Are there any more physically representative analytical expression for a slit or edge than a step-function? What about ${\rm erf}(x)$ for example?

Question

Historically slits have been invaluable in teaching, research, and theory validation in both electromagnetic and quantum mechanics but conceptually they differ from what we can actually build based on the physical properties of matter because the canonical slit perfectly absorbs an incident wave in an infinitely thin layer without reflection or induced phase shifts.

This simple implementation also results in discontinuities in the amplitude at the slit edge. We know this is wrong but we still get pretty good results when matching up the resulting calculated pattern produced from a hard-edged infinitely thin theoretical binary slit that just multiplies the incoming wave by either unity inside the slit opening or zero outside.

Question: Have more sophisticated analytical models of slits been suggested that will function similarly but take steps to be more physically realistic in terms of finite thickness and reduced discontinuity?

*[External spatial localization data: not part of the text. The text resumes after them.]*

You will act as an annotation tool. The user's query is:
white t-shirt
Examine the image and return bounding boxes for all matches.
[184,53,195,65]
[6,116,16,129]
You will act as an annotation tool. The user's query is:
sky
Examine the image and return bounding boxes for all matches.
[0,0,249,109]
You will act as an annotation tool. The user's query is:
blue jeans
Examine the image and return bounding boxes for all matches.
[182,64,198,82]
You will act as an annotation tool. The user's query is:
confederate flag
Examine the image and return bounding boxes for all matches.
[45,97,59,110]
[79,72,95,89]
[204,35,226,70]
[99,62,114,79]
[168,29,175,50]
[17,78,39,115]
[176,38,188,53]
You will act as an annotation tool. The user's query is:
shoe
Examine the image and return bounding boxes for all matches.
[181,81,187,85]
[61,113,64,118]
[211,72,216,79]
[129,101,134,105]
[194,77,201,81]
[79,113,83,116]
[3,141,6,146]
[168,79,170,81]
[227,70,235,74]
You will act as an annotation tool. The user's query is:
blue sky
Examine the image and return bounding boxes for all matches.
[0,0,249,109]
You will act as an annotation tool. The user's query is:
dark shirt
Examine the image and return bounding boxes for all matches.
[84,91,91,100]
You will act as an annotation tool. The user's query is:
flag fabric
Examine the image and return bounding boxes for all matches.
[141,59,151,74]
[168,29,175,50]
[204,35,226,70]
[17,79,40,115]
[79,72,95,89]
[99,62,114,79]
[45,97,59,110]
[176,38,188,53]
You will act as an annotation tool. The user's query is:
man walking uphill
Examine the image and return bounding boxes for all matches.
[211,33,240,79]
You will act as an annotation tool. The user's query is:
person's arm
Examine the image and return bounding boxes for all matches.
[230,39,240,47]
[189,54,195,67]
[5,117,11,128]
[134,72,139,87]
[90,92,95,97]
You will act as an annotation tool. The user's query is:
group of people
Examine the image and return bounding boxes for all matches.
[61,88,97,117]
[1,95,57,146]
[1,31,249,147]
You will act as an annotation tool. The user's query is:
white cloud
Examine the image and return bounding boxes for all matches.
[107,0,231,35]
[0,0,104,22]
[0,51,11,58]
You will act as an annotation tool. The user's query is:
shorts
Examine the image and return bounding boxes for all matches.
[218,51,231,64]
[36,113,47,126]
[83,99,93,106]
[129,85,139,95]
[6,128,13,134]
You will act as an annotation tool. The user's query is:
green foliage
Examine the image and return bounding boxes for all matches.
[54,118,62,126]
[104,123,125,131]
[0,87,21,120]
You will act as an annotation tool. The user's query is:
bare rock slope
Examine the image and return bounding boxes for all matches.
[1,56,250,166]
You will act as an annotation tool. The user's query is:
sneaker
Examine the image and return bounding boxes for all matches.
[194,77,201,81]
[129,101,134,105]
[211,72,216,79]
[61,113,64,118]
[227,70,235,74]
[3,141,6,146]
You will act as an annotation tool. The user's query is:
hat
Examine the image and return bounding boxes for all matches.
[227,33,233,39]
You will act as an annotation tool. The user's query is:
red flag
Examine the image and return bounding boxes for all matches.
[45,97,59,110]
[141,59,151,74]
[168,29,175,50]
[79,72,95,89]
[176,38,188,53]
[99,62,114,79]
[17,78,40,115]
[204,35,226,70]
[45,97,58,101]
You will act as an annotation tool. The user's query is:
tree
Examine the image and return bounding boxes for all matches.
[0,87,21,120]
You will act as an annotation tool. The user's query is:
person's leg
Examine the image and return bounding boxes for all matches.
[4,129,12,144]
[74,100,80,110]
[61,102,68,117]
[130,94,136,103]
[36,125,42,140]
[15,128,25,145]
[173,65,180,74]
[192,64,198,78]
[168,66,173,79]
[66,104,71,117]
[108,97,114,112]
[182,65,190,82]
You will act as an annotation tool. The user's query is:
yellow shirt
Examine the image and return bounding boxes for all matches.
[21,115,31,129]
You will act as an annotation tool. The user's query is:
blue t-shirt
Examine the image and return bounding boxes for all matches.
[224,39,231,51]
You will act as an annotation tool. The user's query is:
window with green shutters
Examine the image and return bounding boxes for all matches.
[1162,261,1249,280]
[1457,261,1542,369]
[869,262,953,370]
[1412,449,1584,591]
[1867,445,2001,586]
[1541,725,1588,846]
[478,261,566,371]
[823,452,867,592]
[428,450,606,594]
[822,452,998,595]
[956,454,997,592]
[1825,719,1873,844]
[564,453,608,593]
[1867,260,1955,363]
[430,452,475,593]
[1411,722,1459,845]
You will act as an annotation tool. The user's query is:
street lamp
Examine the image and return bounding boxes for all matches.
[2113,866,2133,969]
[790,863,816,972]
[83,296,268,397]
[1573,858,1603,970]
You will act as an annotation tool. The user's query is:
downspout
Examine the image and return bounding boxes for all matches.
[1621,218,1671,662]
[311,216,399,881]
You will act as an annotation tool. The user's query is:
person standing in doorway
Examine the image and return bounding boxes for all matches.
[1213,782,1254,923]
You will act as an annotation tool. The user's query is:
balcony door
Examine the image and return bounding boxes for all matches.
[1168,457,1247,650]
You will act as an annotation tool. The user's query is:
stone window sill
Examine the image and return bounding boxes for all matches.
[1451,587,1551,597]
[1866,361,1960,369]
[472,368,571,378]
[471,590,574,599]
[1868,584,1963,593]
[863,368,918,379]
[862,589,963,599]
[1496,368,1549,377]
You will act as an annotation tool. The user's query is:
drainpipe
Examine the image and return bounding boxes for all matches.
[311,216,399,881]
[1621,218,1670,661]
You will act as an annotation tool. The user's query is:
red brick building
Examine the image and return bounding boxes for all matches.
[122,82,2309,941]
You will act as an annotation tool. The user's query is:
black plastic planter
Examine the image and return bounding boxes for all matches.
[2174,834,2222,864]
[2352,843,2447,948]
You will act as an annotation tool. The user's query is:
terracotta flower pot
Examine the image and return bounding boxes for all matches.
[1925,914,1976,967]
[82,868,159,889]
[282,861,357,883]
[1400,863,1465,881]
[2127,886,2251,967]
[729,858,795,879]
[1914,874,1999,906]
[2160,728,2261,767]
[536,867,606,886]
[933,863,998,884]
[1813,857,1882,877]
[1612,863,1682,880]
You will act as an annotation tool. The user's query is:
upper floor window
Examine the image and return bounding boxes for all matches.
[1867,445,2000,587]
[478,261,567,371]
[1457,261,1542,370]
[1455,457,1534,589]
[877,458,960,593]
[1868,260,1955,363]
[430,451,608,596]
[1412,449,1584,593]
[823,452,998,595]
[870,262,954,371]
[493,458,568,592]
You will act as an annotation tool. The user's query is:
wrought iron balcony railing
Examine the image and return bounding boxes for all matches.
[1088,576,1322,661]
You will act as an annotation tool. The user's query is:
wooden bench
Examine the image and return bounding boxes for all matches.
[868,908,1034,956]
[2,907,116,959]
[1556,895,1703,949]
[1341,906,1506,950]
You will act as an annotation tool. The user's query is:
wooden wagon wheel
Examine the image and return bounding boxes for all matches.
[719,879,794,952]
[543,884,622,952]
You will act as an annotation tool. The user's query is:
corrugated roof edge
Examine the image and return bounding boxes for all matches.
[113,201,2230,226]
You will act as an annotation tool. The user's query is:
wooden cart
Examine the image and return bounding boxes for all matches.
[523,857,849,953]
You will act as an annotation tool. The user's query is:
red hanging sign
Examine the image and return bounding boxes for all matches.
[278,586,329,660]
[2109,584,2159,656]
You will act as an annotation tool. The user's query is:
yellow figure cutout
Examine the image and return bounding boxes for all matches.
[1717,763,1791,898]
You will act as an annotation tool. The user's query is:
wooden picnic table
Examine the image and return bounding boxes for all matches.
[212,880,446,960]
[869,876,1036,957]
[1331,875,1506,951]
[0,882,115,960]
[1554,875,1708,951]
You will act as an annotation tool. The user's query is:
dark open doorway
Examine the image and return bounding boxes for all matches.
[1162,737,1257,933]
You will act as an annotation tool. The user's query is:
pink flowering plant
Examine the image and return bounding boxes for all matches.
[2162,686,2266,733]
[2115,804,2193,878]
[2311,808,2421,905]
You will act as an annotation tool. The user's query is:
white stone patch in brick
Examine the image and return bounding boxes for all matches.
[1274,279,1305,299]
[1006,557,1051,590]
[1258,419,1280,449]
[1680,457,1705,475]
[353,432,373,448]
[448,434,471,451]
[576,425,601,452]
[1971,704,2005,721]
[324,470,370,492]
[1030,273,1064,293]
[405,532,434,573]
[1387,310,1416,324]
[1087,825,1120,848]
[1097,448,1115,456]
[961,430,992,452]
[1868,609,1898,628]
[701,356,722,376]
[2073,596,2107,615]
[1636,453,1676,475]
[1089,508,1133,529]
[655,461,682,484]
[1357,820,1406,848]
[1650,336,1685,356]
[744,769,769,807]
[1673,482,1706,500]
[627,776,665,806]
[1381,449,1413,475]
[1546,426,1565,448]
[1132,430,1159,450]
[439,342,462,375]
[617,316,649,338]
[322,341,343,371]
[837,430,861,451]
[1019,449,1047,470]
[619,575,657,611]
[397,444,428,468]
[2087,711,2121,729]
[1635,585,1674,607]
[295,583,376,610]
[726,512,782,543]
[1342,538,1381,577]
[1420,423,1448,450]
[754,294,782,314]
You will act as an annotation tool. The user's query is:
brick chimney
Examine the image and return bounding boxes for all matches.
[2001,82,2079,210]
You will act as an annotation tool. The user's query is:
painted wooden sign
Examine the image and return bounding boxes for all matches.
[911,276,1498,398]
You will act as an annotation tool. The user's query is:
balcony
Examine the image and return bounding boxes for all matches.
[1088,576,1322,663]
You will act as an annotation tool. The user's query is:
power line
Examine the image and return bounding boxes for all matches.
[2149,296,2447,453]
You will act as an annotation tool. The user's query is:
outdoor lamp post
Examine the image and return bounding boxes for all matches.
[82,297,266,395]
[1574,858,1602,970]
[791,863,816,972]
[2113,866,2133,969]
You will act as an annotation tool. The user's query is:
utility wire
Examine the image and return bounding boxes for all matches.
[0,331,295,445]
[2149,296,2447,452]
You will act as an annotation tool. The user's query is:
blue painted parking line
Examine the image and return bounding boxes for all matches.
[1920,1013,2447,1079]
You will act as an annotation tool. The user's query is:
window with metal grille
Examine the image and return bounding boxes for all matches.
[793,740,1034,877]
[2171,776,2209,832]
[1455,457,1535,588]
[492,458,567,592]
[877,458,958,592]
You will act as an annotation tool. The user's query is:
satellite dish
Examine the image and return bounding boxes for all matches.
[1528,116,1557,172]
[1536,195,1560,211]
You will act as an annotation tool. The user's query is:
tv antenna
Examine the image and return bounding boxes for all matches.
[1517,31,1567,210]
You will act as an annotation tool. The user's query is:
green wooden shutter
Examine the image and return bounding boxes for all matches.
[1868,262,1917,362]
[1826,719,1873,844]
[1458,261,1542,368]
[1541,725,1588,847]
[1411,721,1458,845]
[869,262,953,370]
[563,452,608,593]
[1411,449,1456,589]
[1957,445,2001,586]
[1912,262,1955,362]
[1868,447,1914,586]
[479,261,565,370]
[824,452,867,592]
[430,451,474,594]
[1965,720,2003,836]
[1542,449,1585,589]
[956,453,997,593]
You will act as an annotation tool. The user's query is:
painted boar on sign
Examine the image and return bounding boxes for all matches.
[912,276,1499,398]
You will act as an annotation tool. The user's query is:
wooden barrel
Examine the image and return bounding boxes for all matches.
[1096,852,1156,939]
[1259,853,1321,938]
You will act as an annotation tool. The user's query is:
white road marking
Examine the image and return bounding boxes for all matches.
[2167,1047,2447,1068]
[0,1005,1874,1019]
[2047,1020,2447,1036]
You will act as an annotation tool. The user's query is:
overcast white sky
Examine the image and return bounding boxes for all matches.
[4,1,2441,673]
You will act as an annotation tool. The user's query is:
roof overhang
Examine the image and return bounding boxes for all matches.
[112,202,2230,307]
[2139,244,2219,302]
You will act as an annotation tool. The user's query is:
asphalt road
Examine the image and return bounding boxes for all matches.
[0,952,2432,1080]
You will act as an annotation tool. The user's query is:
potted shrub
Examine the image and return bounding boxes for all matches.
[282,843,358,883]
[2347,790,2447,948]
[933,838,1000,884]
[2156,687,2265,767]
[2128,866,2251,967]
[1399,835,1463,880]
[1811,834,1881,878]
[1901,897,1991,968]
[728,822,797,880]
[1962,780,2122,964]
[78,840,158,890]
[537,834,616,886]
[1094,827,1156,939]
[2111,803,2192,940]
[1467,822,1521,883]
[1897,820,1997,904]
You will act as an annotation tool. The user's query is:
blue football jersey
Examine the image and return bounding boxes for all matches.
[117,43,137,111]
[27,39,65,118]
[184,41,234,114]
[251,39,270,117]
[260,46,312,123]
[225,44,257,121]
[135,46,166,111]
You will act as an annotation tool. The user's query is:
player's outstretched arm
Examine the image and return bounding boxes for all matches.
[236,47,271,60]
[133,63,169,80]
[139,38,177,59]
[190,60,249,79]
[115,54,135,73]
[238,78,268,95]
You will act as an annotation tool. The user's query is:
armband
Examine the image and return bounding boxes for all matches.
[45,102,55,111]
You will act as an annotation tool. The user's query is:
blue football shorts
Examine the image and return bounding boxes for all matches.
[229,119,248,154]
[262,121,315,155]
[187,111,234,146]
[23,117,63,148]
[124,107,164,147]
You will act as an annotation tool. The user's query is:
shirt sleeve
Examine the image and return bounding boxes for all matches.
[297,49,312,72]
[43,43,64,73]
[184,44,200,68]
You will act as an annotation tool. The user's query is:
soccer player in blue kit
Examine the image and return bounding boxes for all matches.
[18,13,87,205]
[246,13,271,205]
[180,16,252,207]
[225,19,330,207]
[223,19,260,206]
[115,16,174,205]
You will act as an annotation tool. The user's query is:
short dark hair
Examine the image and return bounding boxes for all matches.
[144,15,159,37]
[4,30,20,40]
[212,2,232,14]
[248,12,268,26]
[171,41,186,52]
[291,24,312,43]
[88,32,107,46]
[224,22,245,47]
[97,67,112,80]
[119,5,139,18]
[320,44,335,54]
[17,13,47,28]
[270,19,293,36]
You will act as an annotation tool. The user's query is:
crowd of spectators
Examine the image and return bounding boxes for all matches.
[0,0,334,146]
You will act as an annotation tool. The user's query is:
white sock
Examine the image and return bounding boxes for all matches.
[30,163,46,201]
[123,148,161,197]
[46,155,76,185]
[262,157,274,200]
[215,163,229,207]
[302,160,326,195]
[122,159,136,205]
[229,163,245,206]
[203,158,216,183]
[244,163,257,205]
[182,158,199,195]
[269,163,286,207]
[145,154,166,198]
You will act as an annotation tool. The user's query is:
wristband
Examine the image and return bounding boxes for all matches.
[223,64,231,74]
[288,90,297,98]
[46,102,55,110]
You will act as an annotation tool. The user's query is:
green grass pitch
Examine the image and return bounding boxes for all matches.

Just as an illustrative example $\frac{1}{2} \text{erf}\left(\frac{x+1}{\sigma}\right) - \frac{1}{2}\text{erf}\left(\frac{x-1}{\sigma}\right)$ looks a little "softer" than a pair of step functions, but I don't know if it is any better or worse in terms of the wave mechanics.

Notes:

1. As pointed out in comments I'm really asking about modeling single edges; this could apply to the edges of rectangular or circular apertures, or even diffraction from a single straight edge.
2. Answers that addresses either an electromagnetic wave or a matter wave (e.g. atoms) are welcome.
3. I've asked about analytical models for slits rather than constructs used in finite element analysis, but there may be something to be learned from those impedance-matched constructs.
4. Answers to In the double slit experiment what, exactly, is a slit? don't go far enough to answer this question.

Answer 1

A reasonable mathematical model for a gradual transition from one state to another is the $\tanh$ function.

Thus $$ T(x) =\frac{1}{2}\left( 1 + \tanh(x/t)\right)$$ smoothly transitions from $T=0$ when $x<0$ to $T=1$ for $x>0$, with a characteristic "width" for the transition of $\pm t$ about $T=0.5$ at $x=0$. A sharp edge is recovered by allowing $t \rightarrow 0$. The plot below shows $T(x)$ for $t=1$.

An alternative is the logistic sigmoid. $$T(x) = \frac{1}{1 + \exp(-2x/t)}$$ where $t$ has a similar definition. The plot below shows this function for $t=1$.